Extending northwest Atlantic pH records using the boron isotope-pH proxy in two marine calcifiers in the Gulf of Maine

Branwen Williams1, Joseph Stewart2, Alan D Wanamaker3, Nina Whitney4, Brittany Jellison5, Brittany Hernandez6, Aaron Leigh Strong7 and Michele LaVigne6, (1)Claremont Colleges, Claremont, CA, United States, (2)University of Bristol, Earth Sciences, Bristol, United Kingdom, (3)Iowa State University, Department of the Earth, Atmosphere, and Climate, Ames, United States, (4)Iowa State University, Geological and Atmospheric Sciences, Ames, IA, United States, (5)Bowdoin College, Schiller Coastal Studies Center and Department of Biology, Brunswick, ME, United States, (6)Bowdoin College, Department of Earth and Oceanographic Science, Brunswick, ME, United States, (7)Hamilton College, Environmental Studies, Clinton, NY, United States
Abstract:
Increasing atmospheric CO2 concentrations are causing seawater temperatures to rise while also decreasing ocean pH and carbonate saturation. This ocean acidification (OA) threatens marine calcifiers who form a calcium carbonate skeleton. However, only recently have we been able to generate accurate and continuous records of seawater pH, hence little is known about historical variability in carbonate chemistry. In coastal Maine (USA) where local factors are further amplifying global ocean trends, OA is posing a significant threat to the shellfish industry.

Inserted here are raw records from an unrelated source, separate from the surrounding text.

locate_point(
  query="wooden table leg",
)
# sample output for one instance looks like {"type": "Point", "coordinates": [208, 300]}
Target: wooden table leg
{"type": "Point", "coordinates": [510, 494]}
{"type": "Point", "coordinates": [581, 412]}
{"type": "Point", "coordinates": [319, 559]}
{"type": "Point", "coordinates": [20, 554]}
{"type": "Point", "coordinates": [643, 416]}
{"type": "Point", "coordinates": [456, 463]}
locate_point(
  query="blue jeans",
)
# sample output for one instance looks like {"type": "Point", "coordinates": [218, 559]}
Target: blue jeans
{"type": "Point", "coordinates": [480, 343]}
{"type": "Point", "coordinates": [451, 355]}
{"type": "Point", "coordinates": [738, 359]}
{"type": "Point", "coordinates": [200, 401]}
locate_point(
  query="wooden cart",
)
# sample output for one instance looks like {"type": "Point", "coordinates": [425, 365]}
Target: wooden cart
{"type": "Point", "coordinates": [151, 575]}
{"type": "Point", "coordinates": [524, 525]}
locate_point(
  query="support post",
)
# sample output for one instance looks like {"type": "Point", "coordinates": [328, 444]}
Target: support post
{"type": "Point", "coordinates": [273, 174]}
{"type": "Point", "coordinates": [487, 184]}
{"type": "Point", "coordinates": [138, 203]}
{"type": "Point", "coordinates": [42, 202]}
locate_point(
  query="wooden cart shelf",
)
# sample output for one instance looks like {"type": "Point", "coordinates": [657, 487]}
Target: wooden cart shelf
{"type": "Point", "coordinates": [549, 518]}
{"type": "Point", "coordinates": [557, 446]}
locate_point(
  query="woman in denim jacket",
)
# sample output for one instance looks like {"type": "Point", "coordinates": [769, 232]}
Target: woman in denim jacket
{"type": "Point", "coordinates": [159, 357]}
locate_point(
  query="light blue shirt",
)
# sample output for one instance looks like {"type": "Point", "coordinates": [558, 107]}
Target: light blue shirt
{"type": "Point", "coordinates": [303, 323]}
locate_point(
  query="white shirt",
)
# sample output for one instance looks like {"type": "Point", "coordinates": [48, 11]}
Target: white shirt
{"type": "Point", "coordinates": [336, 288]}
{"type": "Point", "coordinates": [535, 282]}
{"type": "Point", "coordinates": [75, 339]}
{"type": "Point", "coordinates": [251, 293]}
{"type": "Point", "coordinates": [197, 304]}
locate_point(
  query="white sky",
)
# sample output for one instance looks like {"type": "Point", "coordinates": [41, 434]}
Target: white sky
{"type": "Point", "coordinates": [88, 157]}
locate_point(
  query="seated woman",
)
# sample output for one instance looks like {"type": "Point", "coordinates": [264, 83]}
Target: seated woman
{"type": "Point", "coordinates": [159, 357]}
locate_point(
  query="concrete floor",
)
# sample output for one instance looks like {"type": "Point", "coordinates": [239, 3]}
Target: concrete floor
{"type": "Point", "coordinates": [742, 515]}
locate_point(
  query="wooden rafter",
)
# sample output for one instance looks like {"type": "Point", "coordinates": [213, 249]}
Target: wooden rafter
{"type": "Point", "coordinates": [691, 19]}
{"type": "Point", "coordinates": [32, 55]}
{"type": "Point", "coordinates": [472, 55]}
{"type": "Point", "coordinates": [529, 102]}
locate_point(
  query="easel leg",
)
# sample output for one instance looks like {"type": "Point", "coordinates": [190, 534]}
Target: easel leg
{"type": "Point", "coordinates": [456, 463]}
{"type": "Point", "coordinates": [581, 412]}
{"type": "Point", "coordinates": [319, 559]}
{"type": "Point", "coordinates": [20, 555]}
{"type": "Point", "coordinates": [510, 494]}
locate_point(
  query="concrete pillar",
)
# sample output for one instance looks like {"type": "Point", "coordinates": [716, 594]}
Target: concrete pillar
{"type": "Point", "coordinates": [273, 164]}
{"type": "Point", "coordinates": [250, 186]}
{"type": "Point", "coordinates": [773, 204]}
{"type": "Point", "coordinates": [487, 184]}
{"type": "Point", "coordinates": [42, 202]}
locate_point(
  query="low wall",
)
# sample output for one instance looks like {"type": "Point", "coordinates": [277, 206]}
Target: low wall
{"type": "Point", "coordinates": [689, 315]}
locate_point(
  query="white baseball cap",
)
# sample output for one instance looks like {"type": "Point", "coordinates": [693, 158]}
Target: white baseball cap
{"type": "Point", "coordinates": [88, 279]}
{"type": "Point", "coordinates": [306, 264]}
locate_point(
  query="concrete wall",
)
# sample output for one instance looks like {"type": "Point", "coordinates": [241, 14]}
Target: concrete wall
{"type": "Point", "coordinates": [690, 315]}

Here, we use the δ11B measured in two marine calcifiers (the crustose coralline algae Clathromorphum compactum and the bivalve Arctica islandica) to reconstruct changes in seawater pH in the Gulf of Maine. We use an experimentally-derived calibration to convert δ11B in C. compactum into absolute seawater pH. In A. islandica, we reconstruct past variability in δ11B reflecting changes in seawater pH. We find broad agreement in reconstructed pH from multiple specimens of C. compactum, although a potential offset may be required to apply the experimentally-derived calibration in C. compactum to reconstruct the historical pH from wild samples. Furthermore, from all specimens of both taxa, we found significant variability in the reconstructions of historical Gulf of Maine seawater pH. These reconstructions are critical to placing modern OA in a historical context.